Active Comparator: Brief Interventions (BI); During inpatient admission, participants randomized to the BI condition will receive the following: First, they will undergo an initial assessment of their respiratory inhaler technique using device-specific checklists. Participants will then be given step-by-step verbal instructions and a copy of written instructions by the trained educator describing appropriate inhaler technique for their respiratory inhalers.

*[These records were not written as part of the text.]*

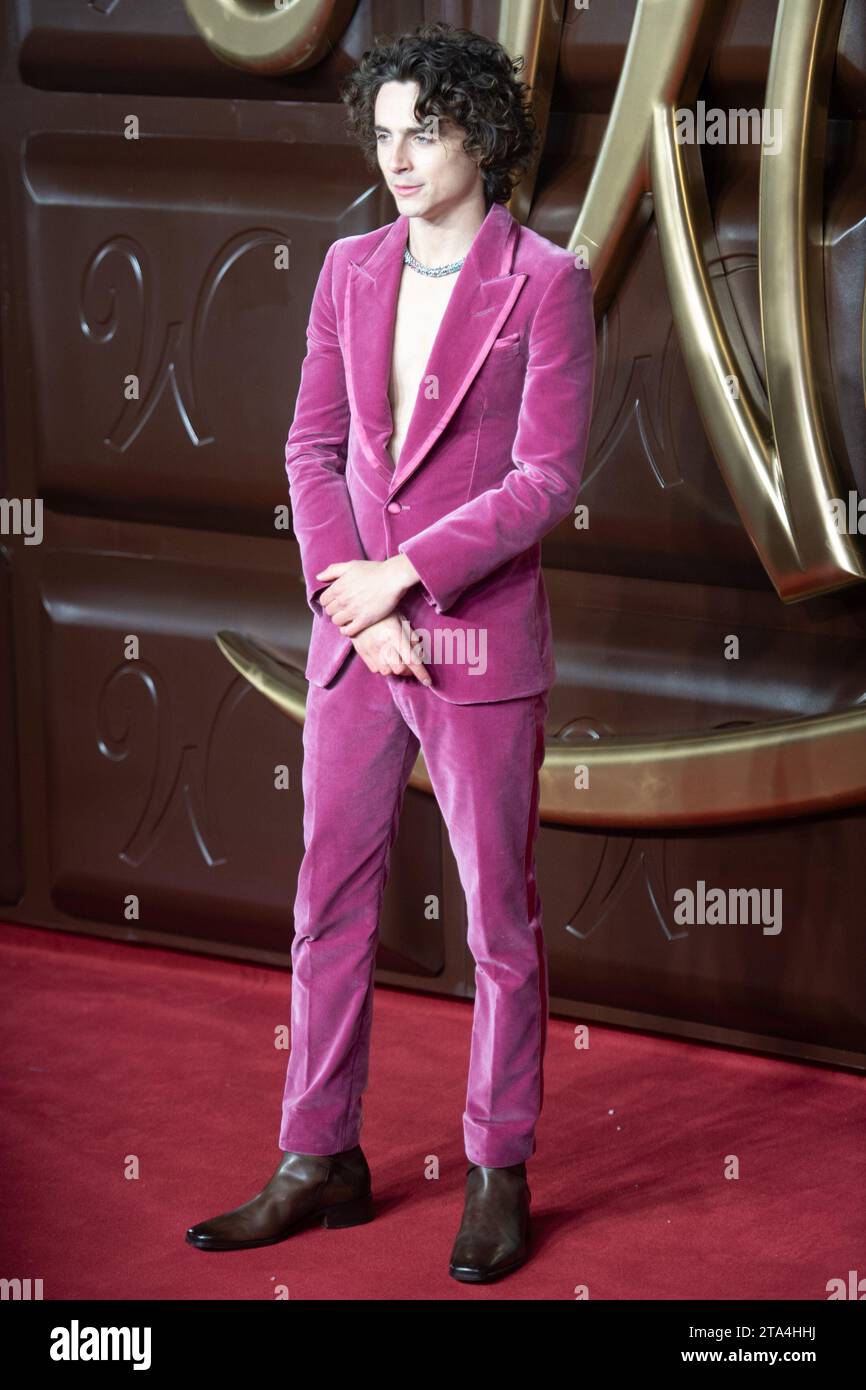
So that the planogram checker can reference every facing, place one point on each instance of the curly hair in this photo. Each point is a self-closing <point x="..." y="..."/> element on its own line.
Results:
<point x="460" y="75"/>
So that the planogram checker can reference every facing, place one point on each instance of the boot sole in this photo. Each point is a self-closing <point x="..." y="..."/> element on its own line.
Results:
<point x="485" y="1276"/>
<point x="357" y="1212"/>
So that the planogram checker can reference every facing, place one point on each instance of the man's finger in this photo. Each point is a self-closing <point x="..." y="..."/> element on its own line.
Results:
<point x="420" y="672"/>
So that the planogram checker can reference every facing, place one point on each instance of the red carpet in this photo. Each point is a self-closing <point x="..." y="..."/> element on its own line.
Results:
<point x="116" y="1050"/>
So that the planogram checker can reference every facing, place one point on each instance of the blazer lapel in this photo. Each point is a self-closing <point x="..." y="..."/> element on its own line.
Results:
<point x="481" y="299"/>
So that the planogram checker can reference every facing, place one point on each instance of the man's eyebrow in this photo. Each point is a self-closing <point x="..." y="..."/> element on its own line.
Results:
<point x="410" y="129"/>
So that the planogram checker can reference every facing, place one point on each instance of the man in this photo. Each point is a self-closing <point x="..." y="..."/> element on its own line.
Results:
<point x="439" y="432"/>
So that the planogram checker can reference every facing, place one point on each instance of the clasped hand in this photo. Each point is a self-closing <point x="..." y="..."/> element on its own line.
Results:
<point x="362" y="602"/>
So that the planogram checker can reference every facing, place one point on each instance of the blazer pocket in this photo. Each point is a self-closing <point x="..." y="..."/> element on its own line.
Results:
<point x="510" y="342"/>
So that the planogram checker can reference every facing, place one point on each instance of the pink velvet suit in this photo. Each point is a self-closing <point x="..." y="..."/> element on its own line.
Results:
<point x="491" y="462"/>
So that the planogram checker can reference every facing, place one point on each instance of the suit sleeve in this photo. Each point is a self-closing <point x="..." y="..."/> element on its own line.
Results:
<point x="549" y="452"/>
<point x="316" y="448"/>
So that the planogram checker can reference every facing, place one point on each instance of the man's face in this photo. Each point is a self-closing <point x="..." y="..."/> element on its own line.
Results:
<point x="424" y="164"/>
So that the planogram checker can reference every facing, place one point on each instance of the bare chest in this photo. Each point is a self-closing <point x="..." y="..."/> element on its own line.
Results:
<point x="421" y="305"/>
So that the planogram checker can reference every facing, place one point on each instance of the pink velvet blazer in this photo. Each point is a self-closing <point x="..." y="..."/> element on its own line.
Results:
<point x="491" y="462"/>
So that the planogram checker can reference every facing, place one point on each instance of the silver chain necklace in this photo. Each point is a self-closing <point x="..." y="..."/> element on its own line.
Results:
<point x="431" y="270"/>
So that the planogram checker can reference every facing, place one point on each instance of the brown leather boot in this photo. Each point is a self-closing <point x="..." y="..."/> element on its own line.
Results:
<point x="332" y="1187"/>
<point x="495" y="1229"/>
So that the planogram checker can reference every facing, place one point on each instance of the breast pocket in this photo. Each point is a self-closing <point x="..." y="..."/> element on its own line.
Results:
<point x="508" y="344"/>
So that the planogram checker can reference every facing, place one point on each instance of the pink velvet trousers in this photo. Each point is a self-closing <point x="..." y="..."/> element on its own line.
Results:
<point x="360" y="740"/>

The educator will not demonstrate the appropriate use of each inhaler to the patient, though the educator will be free to answer questions about appropriate use if posed by the study subject.	Other: Initial Inhaler Use Assessment; Patients will undergo an initial assessment of their respiratory inhaler technique for their respiratory inhaler devices using device-specific checklists; Other: Inhaler Use Instruction; Participants will then be given step-by-step verbal instructions and a copy of written instructions by the trained educator describing appropriate inhaler technique for their respiratory inhalers.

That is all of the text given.